何の雑誌で見たかは未だに思い出せないのですが・・・ (赤蛇)
- >SooMightyさん
おいしそうと言って頂ければうれしいです。
事務所の日常の、一時間にも満たない間のエピソードですが、きっとこんなこともあったのではないかと思います。
>cymbalさん
そのコメントを待ってました!(笑)
頭の中では、ねっとりとしたシーンを想像しながら書いていたのですが、文章にするときに押さえ気味にしてしまいました。
もうちょっと、あと一歩踏み込んでもよかったかなぁ。。

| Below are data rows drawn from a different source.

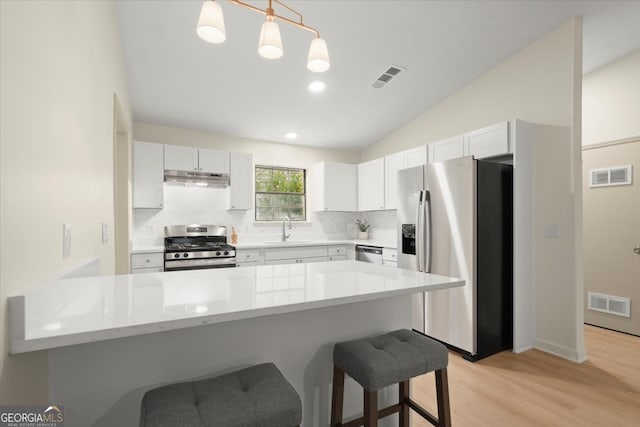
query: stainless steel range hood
[164,170,229,187]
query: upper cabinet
[132,141,164,209]
[164,144,229,174]
[229,152,253,210]
[405,145,428,168]
[358,158,385,211]
[464,122,513,159]
[198,148,229,174]
[428,135,464,163]
[384,151,404,209]
[311,162,358,212]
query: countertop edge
[10,280,464,354]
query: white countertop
[8,261,464,353]
[131,239,397,254]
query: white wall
[362,18,584,360]
[0,1,131,404]
[582,49,640,145]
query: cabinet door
[132,141,164,209]
[405,145,427,168]
[164,144,198,171]
[428,135,464,163]
[464,122,513,159]
[358,158,384,211]
[198,148,229,174]
[384,151,406,209]
[229,152,253,209]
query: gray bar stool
[331,329,451,427]
[140,363,302,427]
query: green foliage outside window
[256,166,306,221]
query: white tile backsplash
[133,184,396,247]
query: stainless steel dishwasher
[356,245,382,264]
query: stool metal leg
[331,366,344,427]
[364,390,378,427]
[398,380,410,427]
[435,368,451,427]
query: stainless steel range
[164,224,236,271]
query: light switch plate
[544,224,560,239]
[102,222,109,245]
[62,224,71,258]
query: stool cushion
[140,363,302,427]
[333,329,449,391]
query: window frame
[253,164,308,224]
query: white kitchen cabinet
[264,246,327,265]
[198,148,229,174]
[405,145,428,168]
[164,144,229,174]
[131,252,164,274]
[464,122,513,159]
[132,141,164,209]
[358,158,385,211]
[311,162,358,212]
[384,151,406,209]
[229,152,253,210]
[428,135,464,163]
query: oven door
[164,258,236,271]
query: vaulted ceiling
[117,0,640,150]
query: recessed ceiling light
[309,80,326,93]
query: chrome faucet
[282,216,291,242]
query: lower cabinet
[264,246,328,265]
[236,245,348,267]
[131,252,164,274]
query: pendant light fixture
[197,0,331,73]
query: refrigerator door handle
[423,191,432,273]
[415,190,424,271]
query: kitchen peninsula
[8,261,464,426]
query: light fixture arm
[231,0,320,38]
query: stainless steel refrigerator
[398,157,513,361]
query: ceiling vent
[589,165,632,187]
[371,65,406,89]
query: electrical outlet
[62,224,71,258]
[102,222,109,245]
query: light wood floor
[411,326,640,427]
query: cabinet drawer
[131,252,164,269]
[264,246,327,261]
[131,267,164,274]
[264,256,327,265]
[236,249,264,264]
[382,248,398,262]
[327,245,347,256]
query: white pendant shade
[197,0,227,43]
[258,20,284,59]
[307,37,331,73]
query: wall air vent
[371,65,406,89]
[588,292,631,317]
[589,165,632,187]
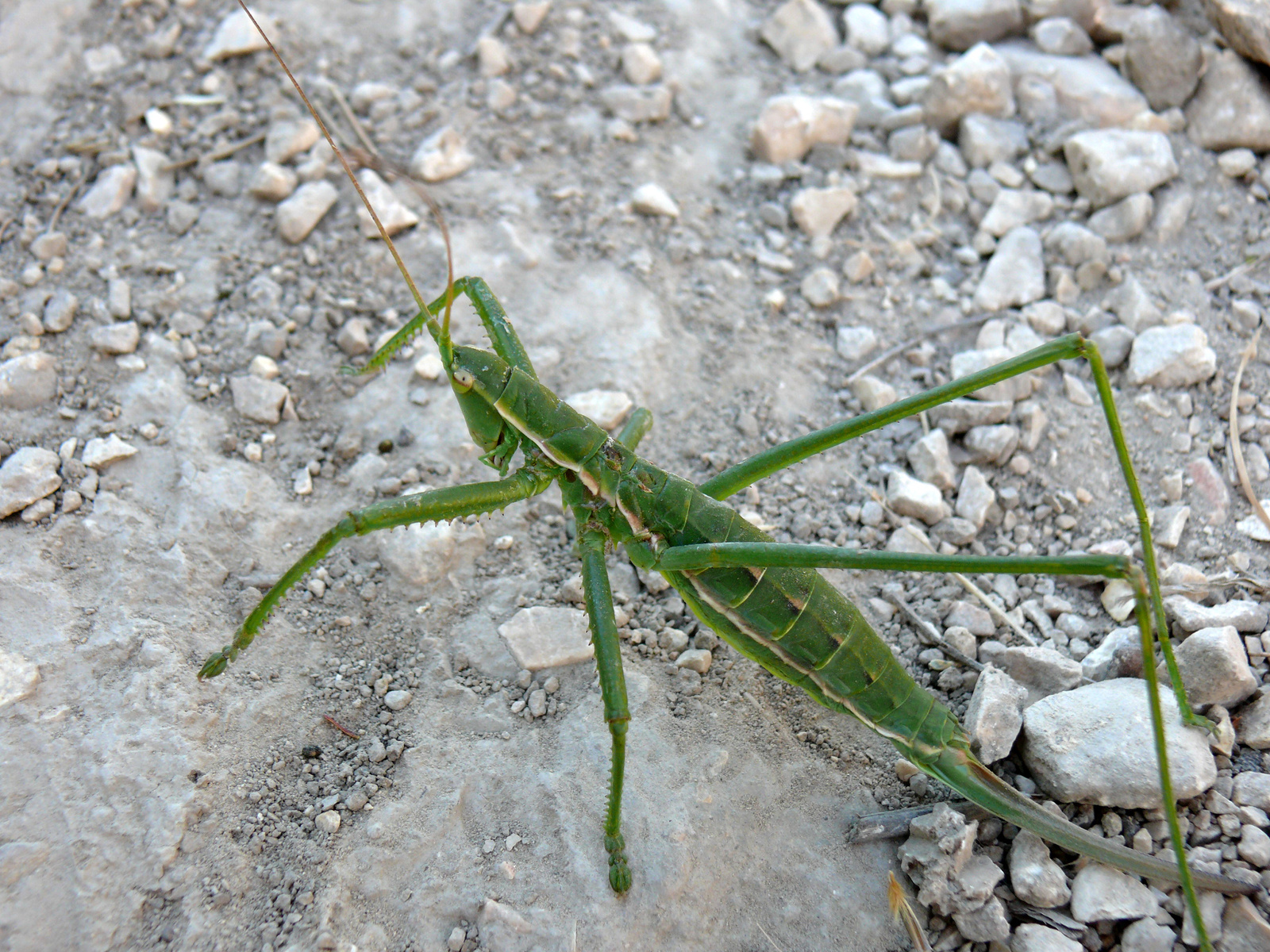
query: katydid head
[446,347,521,474]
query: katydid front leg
[198,463,557,681]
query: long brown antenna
[237,0,455,341]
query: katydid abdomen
[471,355,1255,892]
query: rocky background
[0,0,1270,952]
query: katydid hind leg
[574,515,631,892]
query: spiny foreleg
[198,463,557,681]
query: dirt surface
[7,0,1270,950]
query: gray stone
[995,42,1148,129]
[1230,766,1270,810]
[1222,896,1270,952]
[1124,6,1204,110]
[1186,49,1270,152]
[1128,324,1217,387]
[1120,919,1177,952]
[1183,890,1226,952]
[43,288,79,334]
[833,68,895,129]
[1090,324,1134,370]
[842,2,891,56]
[887,470,949,525]
[0,447,62,519]
[264,117,321,165]
[838,328,878,363]
[870,127,942,163]
[963,665,1026,766]
[956,466,997,529]
[132,146,176,212]
[1204,0,1270,70]
[1164,595,1270,633]
[75,163,137,218]
[909,432,955,492]
[1045,227,1107,268]
[1010,923,1082,952]
[81,433,137,470]
[749,95,860,165]
[248,163,300,202]
[0,351,57,410]
[203,159,243,198]
[935,516,979,546]
[1024,678,1217,808]
[1103,274,1164,334]
[979,188,1054,237]
[1063,129,1177,208]
[1152,505,1190,548]
[1090,192,1156,244]
[926,0,1024,49]
[851,373,898,413]
[1072,863,1160,923]
[89,321,141,354]
[1027,163,1076,195]
[922,43,1014,136]
[230,373,288,423]
[957,113,1027,169]
[1006,832,1072,909]
[760,0,838,72]
[961,424,1018,466]
[1240,825,1270,868]
[997,646,1081,704]
[790,186,857,238]
[335,317,371,357]
[1158,627,1257,707]
[1031,17,1094,56]
[498,605,595,671]
[203,10,277,62]
[1234,694,1270,751]
[275,179,339,245]
[974,226,1045,311]
[944,601,997,639]
[927,397,1014,436]
[410,125,477,182]
[952,896,1010,942]
[597,83,675,123]
[357,169,419,237]
[799,268,840,307]
[383,690,414,711]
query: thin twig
[321,715,362,740]
[887,872,932,952]
[887,589,983,671]
[1230,326,1270,538]
[44,169,87,235]
[847,313,993,387]
[322,80,379,159]
[163,132,265,171]
[754,922,785,952]
[1204,254,1270,290]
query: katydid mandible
[198,0,1256,948]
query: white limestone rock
[1024,678,1217,808]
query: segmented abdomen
[633,461,969,762]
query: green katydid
[199,6,1255,950]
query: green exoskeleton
[199,3,1255,948]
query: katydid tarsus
[199,0,1255,950]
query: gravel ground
[7,0,1270,952]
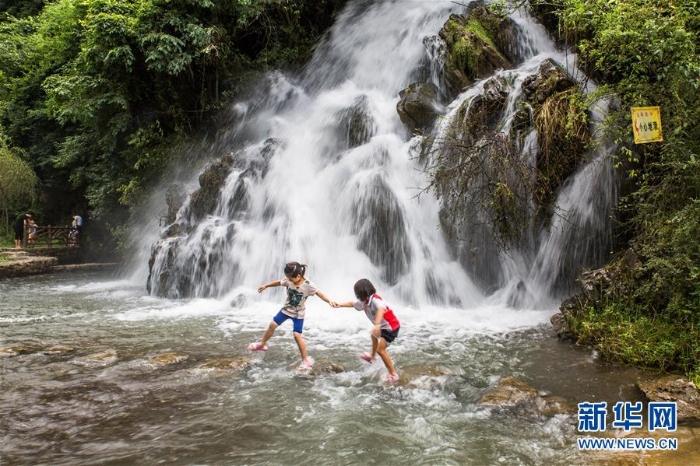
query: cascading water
[149,2,614,314]
[5,1,698,466]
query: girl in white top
[248,262,336,370]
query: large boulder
[190,155,233,222]
[396,83,440,130]
[439,2,511,94]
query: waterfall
[144,1,613,308]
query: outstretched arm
[258,280,281,293]
[372,307,386,338]
[316,290,337,307]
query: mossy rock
[440,3,511,93]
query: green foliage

。 (赤蛇)
- 「桃はエロティシズムの極致だ」とゆー有名な言葉があるくらいですからね。
赤蛇先生のエロス超人ー!(ぇ (黒犬)
- >黒犬さん
エロス超人とか言わんといてぇ〜〜〜!(爆)
・・・今さら言えないよなぁ、Ver.シロが始めはあったなんて。 (赤蛇)
- やべえ…もう3年は桃食ってねえ…。
ただ桃を食べるだけなのに共有される秘密と取り憑かれる様な快楽、暗喩的なエロス、それなのに一陣の涼風の様な爽やかさ。
「こんな作品を待っていた」と言う気分にさせられる一本でした。
「もういっこ、食べよっか」
これが私的には最大のツボでした。 (フル・サークル)
- >フル・サークルさん
モモ缶でいいから食べましょうよ(笑)
「もういっこ、食べよっか」というおキヌの台詞は、共犯関係になった二人の欲望が止まらなくなることを匂わせていたりもします。